例えば、Web系開発にはPHPやPythonなどのインタプリタ言語が利用されがちですが、場合によってはJavaなどコンパイラ言語が利用されることもあります。それぞれに特徴があるため、状況を踏まえて使い分けしなければなりません。

このような状況では、プログラミングスキルを考慮すべきです。一般的に、コンパイラ言語はインタプリタ言語よりも難易度が高いとされています。つまり、この例ではJavaのほうがPHPやPythonなどの開発よりも難しいと考えられるのです。そのため、十分なプログラミングスキルが無い場合は、PHPやPythonを選ぶほうが安心であると考えられます。

開発規模が大きい場合はコンパイラ言語

全体の開発規模が大きい場合は、コンパイラ言語を選択したほうが良いケースが多いです。特に、インタプリタ言語でもコンパイラ言語でも開発できるならば、コンパイラ言語を選択しましょう。

例えば、業務アプリケーションを開発する方法は多岐にわたります。Pythonなどのインタプリタ言語を利用してWebアプリケーションとして開発することもあれば、C++などを利用してPCアプリケーションとして開発することもあるのです。

このように言語の選択肢がある場合は、全体の開発規模を踏まえるようにしましょう。もし、ソースコードが膨大であったり多くのエンジニアが関わったりするならば、コンパイラ言語がおすすめです。事前にコンパイルしてから動作させるため、予期せぬ問題が起きにくくなります。

移植性を意識するならばインタプリタ言語

開発したアプリケーションを複数の環境で動かす可能性があるならば、インタプリタ言語を選択すると良いでしょう。例えば、複数のWebサーバーで同じアプリケーションを動かす可能性がある際は、PHPとJavaScriptの組み合わせをおすすめします。環境の違いによるトラブルが発生しづらいのです。

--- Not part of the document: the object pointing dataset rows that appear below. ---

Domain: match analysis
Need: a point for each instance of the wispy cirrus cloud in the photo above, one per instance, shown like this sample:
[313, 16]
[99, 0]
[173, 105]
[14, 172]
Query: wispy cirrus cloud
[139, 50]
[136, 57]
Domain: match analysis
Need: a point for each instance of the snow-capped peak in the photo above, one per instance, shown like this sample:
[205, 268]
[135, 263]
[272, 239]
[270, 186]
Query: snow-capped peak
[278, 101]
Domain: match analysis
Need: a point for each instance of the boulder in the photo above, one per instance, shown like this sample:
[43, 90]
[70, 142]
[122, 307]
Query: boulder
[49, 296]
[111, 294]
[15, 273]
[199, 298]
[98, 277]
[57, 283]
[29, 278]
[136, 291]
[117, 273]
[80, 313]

コンパイラ言語の場合、コンパイルした環境と実行するサーバー環境に違いがあると動作しないことがあります。また、環境設定の違いから「Aサーバーでは動くがBサーバーでは動かない」ということも往々にしてありえるのです。意外にも依存性が高いプログラミング言語であるため、プラットフォームに依存したくない場合はインタプリタ言語をおすすめします。

まとめ

インタプリタ言語とコンパイラ言語の概要や違い、それぞれのメリットとデメリットについて解説しました。どちらにも特徴があるため、状況に応じて選択することが重要です。そのため、まずは特徴とどのプログラミング言語が該当するのか理解するようにしましょう。

基本的にプログラミング言語は主な用途が決まっているため、インタプリタ言語とコンパイラ言語という観点で選ぶことはありません。ただ、特定の用途に限ってはインタプリタ言語とコンパイラ言語の両方が開発言語の選択肢として挙がるため、このときは特徴を踏まえて選択すべきです。